And he snored. Not the band-saw kind of snore, just loud sleep sounds, but loud enough to keep her awake. And unlike Paul, who snored only when he was lying on his back and a slight nudge on her part would get him to turn aside and stop snoring, Cary would not be budged.

She suddenly wondered if Cary, with his foresight and planning, had foreseen and planned a return flight for her. If he had, then she fervently wished that it was for that same day, Sunday. She had no objection to spending a good part of the day in his company, doing fun things in New York, but no desire whatever to spend another night with him. She wanted a good night’s sleep in her old bed, and then to be ready to start apartment hunting on Monday morning.
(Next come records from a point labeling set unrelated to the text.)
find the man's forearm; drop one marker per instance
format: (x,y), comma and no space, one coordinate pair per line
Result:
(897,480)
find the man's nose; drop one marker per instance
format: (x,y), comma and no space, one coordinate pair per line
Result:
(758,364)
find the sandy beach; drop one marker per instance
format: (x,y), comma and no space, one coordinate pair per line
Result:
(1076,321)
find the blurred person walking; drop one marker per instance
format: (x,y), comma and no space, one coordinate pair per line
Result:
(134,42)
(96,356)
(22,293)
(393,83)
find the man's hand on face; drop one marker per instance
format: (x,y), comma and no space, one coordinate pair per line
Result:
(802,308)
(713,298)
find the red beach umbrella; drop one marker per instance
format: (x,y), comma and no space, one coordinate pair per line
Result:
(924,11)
If he hadn’t booked a flight for her she would do it on her own. If there were no seats left on a flight to Montreal that day, she would try to get one to Burlington and take a bus or train from there, or, in the worst case, even take an overnight bus, as Daniel had done in his student days, and sleep it off the next day.



Omar Murova lived in a studio apartment on the ground floor of a dilapidated three-story building a couple of blocks from the tire shop. Safet and Silvana lived one flight above.

“Omar, we need to talk to you again,” Claudia said when he opened the door a crack, with the chain left on.

“Detective Orsini said I don’t...”

“This has nothing to do with Detective Orsini,” Tom said. “We found your gun and your cell phone in the ladies’ room at Old Nick’s.”

Omar’s face turned ashen.

“Actually,” Claudia said, “it was Daniel Wilner’s sister to found them.”

“I... I didn’t shoot Daniel Wilner,” Omar stammered.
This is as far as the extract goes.